Optimization Techniques for Correlated Subqueries in Database Query Optimization

Optimization Techniques for Correlated Subqueries in Database Query Optimization

1. Knowledge Point Description
A correlated subquery is a query where the execution of the subquery depends on each row of data from the outer query. Unlike ordinary subqueries, a correlated subquery needs to be executed once for every row of the outer query. This "nested loop" execution pattern often leads to poor performance. Optimizing correlated subqueries is a crucial topic in database query optimization.

2. Problem Demonstration
Let's first look at a typical example of a correlated subquery:

SELECT e1.employee_name, e1.salary
FROM employees e1
WHERE e1.salary > (
    SELECT AVG(e2.salary)
    FROM employees e2
    WHERE e2.department_id = e1.department_id  -- Correlation condition
);

This query aims to find employees whose salary is higher than the average salary of their respective departments.

3. Execution Process Analysis

  1. Original Execution Method (Poor performance):

    • Iterate through each row e1 of the outer employees table.
    • For each row e1, execute the subquery: calculate the average salary of e1's department.
    • Compare e1's salary with this average.
    • This N+1 query pattern performs extremely poorly with large datasets.
  2. Performance Bottlenecks:

    • The subquery is executed N times (N being the number of employees).
    • Each subquery execution requires a full table scan or index lookup.
    • A large amount of context switching and repeated calculations.

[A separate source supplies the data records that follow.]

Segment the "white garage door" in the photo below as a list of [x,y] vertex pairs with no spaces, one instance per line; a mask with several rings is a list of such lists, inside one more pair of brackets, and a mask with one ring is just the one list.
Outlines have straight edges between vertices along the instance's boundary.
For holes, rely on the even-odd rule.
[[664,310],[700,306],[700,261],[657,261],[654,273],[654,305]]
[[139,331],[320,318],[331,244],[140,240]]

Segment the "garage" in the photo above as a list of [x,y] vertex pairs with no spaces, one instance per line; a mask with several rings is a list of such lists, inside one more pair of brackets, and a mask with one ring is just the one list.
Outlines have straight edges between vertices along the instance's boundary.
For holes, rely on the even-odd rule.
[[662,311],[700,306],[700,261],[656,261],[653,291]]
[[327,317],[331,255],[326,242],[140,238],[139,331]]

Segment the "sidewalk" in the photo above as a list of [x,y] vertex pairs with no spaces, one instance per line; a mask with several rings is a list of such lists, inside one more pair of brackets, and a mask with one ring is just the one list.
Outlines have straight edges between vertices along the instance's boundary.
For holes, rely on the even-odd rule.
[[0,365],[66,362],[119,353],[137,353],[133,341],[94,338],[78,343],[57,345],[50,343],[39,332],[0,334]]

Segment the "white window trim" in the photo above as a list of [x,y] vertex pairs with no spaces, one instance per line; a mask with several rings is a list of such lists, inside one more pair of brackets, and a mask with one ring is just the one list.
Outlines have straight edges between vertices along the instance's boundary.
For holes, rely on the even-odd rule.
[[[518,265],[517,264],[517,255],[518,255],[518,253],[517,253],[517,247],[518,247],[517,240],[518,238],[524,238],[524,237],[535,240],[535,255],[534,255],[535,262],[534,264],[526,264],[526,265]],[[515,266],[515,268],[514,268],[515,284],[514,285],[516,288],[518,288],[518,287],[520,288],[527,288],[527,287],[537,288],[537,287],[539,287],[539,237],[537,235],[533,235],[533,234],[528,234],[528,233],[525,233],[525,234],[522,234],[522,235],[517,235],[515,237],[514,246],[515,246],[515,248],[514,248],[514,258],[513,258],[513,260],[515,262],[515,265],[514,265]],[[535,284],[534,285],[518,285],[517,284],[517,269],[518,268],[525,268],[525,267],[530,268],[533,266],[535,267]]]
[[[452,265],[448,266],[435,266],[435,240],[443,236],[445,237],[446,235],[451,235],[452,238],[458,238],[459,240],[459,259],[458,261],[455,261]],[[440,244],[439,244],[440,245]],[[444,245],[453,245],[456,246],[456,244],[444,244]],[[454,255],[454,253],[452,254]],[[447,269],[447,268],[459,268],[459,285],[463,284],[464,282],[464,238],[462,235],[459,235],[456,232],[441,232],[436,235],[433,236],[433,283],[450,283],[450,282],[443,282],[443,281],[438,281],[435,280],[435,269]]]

4. Detailed Optimization Techniques

Technique 1: Rewrite Using a Derived Table

SELECT e.employee_name, e.salary
FROM employees e
INNER JOIN (
    SELECT department_id, AVG(salary) as avg_salary
    FROM employees
    GROUP BY department_id
) dept_avg ON e.department_id = dept_avg.department_id
WHERE e.salary > dept_avg.avg_salary;

Optimization Principle:

  • Transform the correlated subquery into a non-correlated subquery.
  • Calculate the average salary for all departments first (executed only once).
  • Use a JOIN operation for correlation, avoiding N subquery executions.

Execution Steps:

  1. First, execute the derived table query: calculate the average salary per department.
  2. Materialize the result as a temporary table dept_avg.
  3. Execute the main query: JOIN the employees table with the dept_avg table.
  4. Apply the filter condition.

Technique 2: Using Window Functions (Modern Database Support)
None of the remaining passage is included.